Он истово выражает, яро живописует почти нематериальное — само созерцание, вглядывание, и недоуменный собственный взор делает сюжетом своих колористических штудий. Он как поэт «пишет» сюжет одновременно с написанием всей пьесы, и незавершенная эмоция, так занимающая его, живописца и рисовальщика, — то самое, что не поддается схватыванию и конечному описанию. И может быть, именно поэтому пейзажные фоны его картин, территории действия, почти всегда напоминают классицистский просцениум — вполне вмещающий в себя и храм вроде Парфенона, и какое‑то подобие палладианской виллы. «Действие будет разыграно в лучших декорациях», — предупреждает нас художник. И конспект этой сцены в силу узнавания «высоких» аксессуаров: античных колонн, барочных фасадов, пропилей или руин только усиливает убедительность действия, запечатленного или измышленного им в их пленительной странности. Ну, что они там творят? — спрашиваем мы и понимаем, что ответ на этот вопрос разрушит всю прельстительную хрупкость изображения.
Промысел взора
Наблюдая и подсматривая, Леонид Цхэ прибегает к гротескной лексике, давно укоренившийся в петербургском искусстве, но совершенно без тени издевательства или глумления. В его трансляции лексика абсурда со всеми вывертами и насмешкой оказывается уже вполне лирическим способом выражения, преисполненным сочувствия. Я все время схватываю графическую точность изображения его моделей, словно специально замершего на грани карикатурности, и точность фокусировки (остановленные на лету жесты, неравновесные позы, какое‑то общее вертиго, и мгновенно схваченная мимическая выразительность) показывает нам не тщедушных малых сих, застигнутых художником за суетой, а людские тела, будто переживающие лучшее из всего арсенала доступных им чувств — недоуменье как условие собственного существования. Интересно подметить, что фигуранты Леонида Цхэ схвачены им, при всей их несводимости к какой‑то одной модальности, в состоянии визуальной неопределенности, в промежуточном действии, в эмоциональной неясности, но обязательно — накануне точного укола, который все должен прояснить и поставить на свои места. Словно я ожидаю укола и само ожидание уже причиняет боль, которую я должен распознать, еще не почувствовав. Примерно то же самое, что в созерцании фотографии Ролан Барт именует пунктумом.

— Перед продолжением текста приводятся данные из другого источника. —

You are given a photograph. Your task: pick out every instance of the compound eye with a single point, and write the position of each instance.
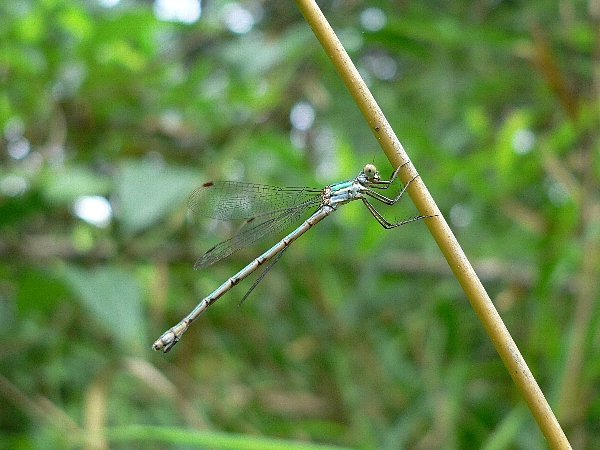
(370, 171)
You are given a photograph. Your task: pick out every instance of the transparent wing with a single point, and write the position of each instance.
(230, 200)
(256, 230)
(266, 210)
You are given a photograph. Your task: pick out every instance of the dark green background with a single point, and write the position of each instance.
(358, 337)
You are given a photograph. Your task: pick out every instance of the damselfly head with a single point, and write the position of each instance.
(371, 173)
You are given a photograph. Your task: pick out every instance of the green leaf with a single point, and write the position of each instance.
(148, 191)
(112, 297)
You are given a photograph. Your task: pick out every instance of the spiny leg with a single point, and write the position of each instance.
(384, 222)
(386, 200)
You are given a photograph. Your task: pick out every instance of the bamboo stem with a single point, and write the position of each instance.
(460, 265)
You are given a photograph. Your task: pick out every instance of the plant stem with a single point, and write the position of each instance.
(460, 265)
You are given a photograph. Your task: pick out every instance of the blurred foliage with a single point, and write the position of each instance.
(358, 337)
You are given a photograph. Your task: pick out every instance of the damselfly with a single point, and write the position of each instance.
(267, 210)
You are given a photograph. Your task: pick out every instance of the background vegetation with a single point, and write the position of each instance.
(358, 337)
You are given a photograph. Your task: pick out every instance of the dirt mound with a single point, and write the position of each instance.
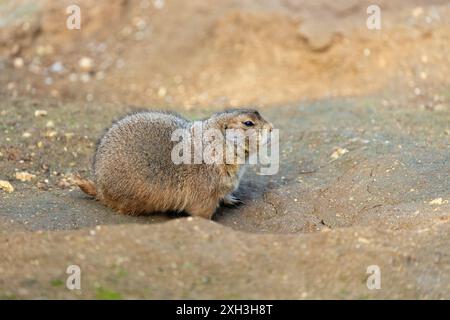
(363, 181)
(231, 53)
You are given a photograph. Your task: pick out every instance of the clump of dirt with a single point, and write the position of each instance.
(364, 167)
(232, 53)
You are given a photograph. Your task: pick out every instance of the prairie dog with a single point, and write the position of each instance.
(134, 172)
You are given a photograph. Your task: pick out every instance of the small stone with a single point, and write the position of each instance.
(57, 67)
(25, 176)
(6, 186)
(40, 113)
(51, 134)
(86, 64)
(338, 153)
(418, 11)
(438, 201)
(18, 63)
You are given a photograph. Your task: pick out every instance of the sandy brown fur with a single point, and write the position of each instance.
(134, 173)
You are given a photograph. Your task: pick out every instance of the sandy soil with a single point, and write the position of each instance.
(364, 172)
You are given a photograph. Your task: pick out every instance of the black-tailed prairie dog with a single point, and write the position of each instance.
(135, 173)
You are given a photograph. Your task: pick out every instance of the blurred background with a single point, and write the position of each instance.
(364, 119)
(220, 53)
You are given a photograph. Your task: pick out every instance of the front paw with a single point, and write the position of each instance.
(232, 201)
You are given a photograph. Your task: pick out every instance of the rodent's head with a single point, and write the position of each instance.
(247, 121)
(244, 119)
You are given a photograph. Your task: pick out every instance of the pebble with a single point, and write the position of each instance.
(338, 153)
(40, 113)
(18, 63)
(86, 64)
(25, 176)
(57, 67)
(6, 186)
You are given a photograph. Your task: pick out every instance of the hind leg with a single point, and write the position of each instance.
(203, 209)
(231, 201)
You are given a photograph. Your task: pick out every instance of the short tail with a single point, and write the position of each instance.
(86, 185)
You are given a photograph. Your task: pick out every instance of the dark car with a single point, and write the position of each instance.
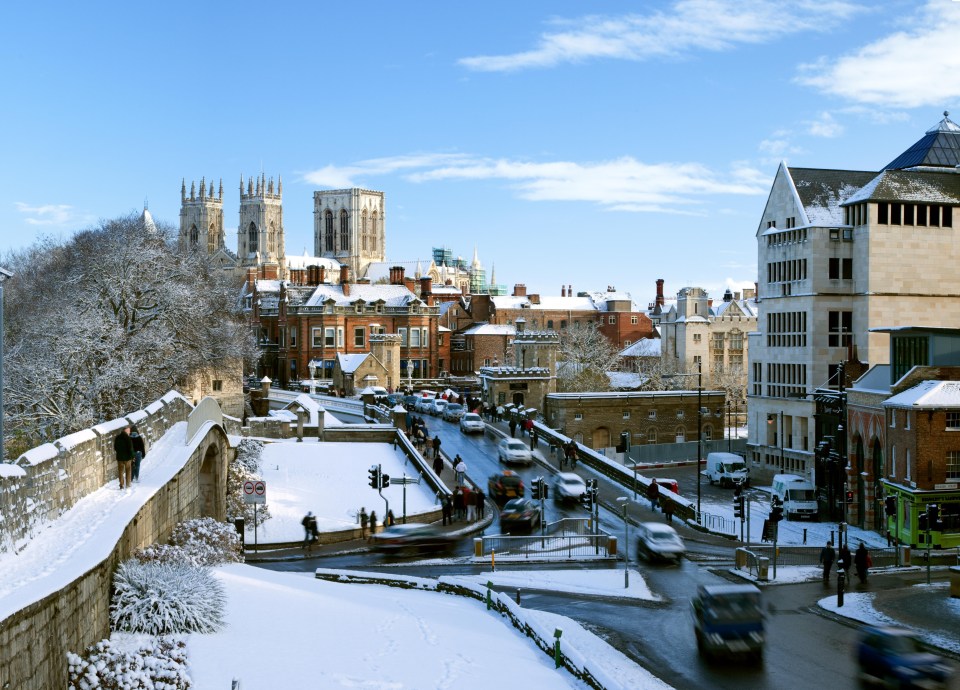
(519, 514)
(504, 486)
(895, 657)
(412, 537)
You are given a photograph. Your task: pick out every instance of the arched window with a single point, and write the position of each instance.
(344, 231)
(328, 231)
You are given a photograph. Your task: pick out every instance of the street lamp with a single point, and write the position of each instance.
(623, 500)
(4, 274)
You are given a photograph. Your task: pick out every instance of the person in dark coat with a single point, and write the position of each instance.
(827, 556)
(861, 560)
(139, 452)
(123, 447)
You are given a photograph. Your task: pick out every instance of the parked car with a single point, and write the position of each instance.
(514, 451)
(894, 656)
(505, 486)
(412, 537)
(656, 540)
(519, 514)
(453, 411)
(568, 486)
(472, 423)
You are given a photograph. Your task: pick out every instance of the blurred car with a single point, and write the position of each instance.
(894, 657)
(519, 514)
(568, 486)
(453, 411)
(413, 537)
(514, 451)
(472, 423)
(658, 541)
(505, 486)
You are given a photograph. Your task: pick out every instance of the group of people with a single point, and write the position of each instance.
(860, 560)
(130, 450)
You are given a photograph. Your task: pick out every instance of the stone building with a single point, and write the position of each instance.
(842, 254)
(597, 419)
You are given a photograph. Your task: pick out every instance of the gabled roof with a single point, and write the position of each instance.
(939, 147)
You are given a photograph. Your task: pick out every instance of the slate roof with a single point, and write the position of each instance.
(939, 147)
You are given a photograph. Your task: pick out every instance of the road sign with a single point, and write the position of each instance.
(255, 492)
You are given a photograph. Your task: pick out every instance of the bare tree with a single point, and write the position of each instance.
(109, 321)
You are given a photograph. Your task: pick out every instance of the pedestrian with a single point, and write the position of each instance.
(307, 532)
(123, 447)
(827, 557)
(139, 452)
(447, 508)
(480, 502)
(653, 493)
(861, 559)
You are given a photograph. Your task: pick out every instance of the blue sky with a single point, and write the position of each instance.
(635, 142)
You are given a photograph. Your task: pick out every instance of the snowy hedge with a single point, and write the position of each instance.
(164, 598)
(155, 663)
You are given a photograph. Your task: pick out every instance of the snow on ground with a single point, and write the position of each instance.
(332, 480)
(293, 631)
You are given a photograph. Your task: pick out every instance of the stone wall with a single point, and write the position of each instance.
(34, 640)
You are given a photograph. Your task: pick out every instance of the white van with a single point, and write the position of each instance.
(798, 495)
(727, 469)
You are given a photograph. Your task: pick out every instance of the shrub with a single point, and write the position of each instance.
(164, 598)
(151, 663)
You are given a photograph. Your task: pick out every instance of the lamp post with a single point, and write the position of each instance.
(4, 274)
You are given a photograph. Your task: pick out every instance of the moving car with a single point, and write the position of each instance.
(505, 486)
(519, 514)
(413, 537)
(514, 451)
(568, 486)
(453, 411)
(894, 657)
(472, 423)
(728, 621)
(656, 540)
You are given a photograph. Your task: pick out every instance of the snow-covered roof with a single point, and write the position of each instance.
(928, 394)
(647, 347)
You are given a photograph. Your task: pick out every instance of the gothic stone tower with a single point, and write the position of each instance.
(260, 233)
(201, 217)
(349, 225)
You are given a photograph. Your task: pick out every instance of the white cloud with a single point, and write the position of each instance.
(689, 25)
(622, 184)
(917, 67)
(50, 214)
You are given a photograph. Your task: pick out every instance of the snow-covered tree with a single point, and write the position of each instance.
(584, 357)
(166, 598)
(103, 323)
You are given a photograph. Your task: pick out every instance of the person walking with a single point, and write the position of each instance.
(123, 447)
(861, 560)
(827, 557)
(139, 452)
(653, 494)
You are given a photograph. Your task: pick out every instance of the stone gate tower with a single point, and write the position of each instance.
(260, 233)
(201, 217)
(349, 225)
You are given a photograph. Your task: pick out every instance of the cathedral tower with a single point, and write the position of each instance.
(260, 233)
(349, 225)
(201, 217)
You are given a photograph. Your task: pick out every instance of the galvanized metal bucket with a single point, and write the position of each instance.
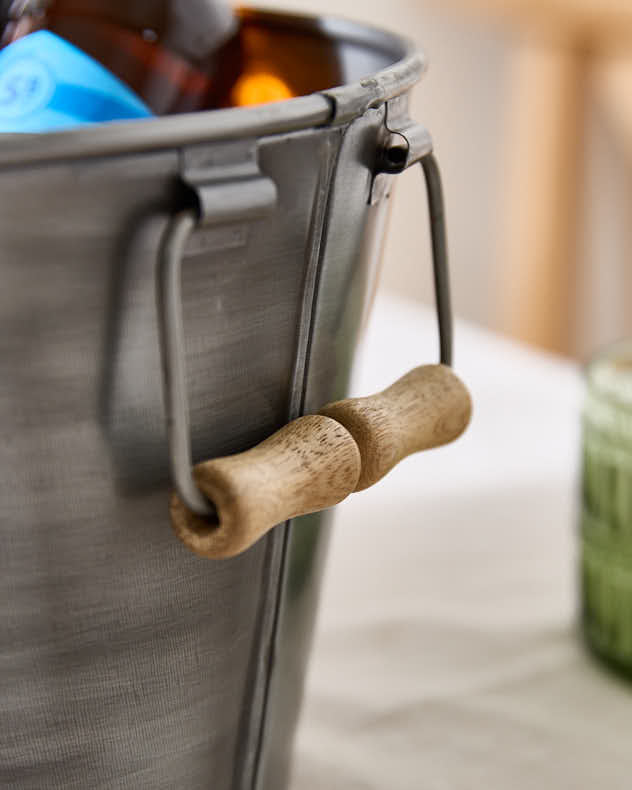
(125, 661)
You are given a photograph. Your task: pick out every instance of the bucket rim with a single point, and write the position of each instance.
(329, 107)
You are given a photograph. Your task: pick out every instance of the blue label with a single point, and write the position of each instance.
(47, 83)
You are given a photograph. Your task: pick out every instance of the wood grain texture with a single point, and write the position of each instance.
(427, 407)
(310, 464)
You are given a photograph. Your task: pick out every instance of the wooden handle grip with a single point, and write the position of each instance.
(427, 407)
(318, 460)
(310, 464)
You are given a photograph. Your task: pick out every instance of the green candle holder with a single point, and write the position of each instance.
(606, 518)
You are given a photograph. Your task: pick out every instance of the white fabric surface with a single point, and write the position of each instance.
(446, 655)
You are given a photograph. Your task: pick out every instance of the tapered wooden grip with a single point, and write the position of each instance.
(427, 407)
(310, 464)
(318, 460)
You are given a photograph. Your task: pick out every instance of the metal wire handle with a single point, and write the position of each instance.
(171, 330)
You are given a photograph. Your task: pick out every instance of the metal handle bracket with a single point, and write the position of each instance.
(229, 187)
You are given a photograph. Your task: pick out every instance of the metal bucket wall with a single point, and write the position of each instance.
(125, 660)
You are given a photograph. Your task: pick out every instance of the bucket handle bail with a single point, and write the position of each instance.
(221, 507)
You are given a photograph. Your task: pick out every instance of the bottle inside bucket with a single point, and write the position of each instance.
(68, 62)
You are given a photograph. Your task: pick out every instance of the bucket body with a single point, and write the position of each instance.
(126, 661)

«Леонид Цхэ прибегает к гротескной лексике, но совершенно без тени издевательства или глумления»
«Пунктум — это что‑то вроде смысловой точки, которая не поддается точному определению, его невозможно передать, он рождается лишь в субъективном восприятии; пунктум нельзя создать или вызвать намеренно, его появление всегда спонтанно и непредсказуемо». (Р. Б.)

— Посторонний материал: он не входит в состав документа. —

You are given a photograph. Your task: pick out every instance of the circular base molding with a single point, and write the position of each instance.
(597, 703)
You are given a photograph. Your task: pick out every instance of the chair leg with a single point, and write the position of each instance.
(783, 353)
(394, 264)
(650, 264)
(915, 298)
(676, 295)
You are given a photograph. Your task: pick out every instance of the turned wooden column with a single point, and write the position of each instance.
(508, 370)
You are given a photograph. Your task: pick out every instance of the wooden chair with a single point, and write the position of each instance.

Когда я рассматриваю персонажей драматургии художника, то всегда наталкиваюсь на одно и то же чувство, к которому он словно подталкивает меня. Это — соболезнование, не в том смысле, что я обязательно должен кого‑то из изображенных пожалеть за какой‑то видимый недостаток (Лидия Гинзбург по этому поводу высказалась довольно едко, что жалось возникает благодаря «литературной» примете, содержащей в себе нечто вроде истории неразделенной вины), а «собирающееся» на совершенно иных основаниях. Это лучше проиллюстрировать классическим примером: всем известный Св. Себастьян, пронзенный несколько раз стрелами, изображается, к примеру, Антонелло да Мессиной в надмирном отчуждении, совершенно нестрадающим. Он то ли уже опочил, будучи вопиюще прекрасным и посему живым, то ли надменно не заметил нанесенных повреждений. Но чем больше понимаешь степень его «бесчувствия», тем больше соболезнования он, изображенный столь чувственно, вызывает. Так и в фигурах Леонида Цхэ вдруг схватываешь прелесть созерцания, данную совершенно незначительному, случайному лицу, и понимаешь почти на травматическом пределе, какая чудесная жизнь переполняет этого персонажа, с какой точностью она выражена — не портретными чертами или какими‑то иными особенностями, а общим очерком, очарованностью, открытием в субъекте столь прельстительного потенциала, что сомнения в его божественном происхождении не возникает. То есть он, этот зримый человек, не увиден, а промыслен.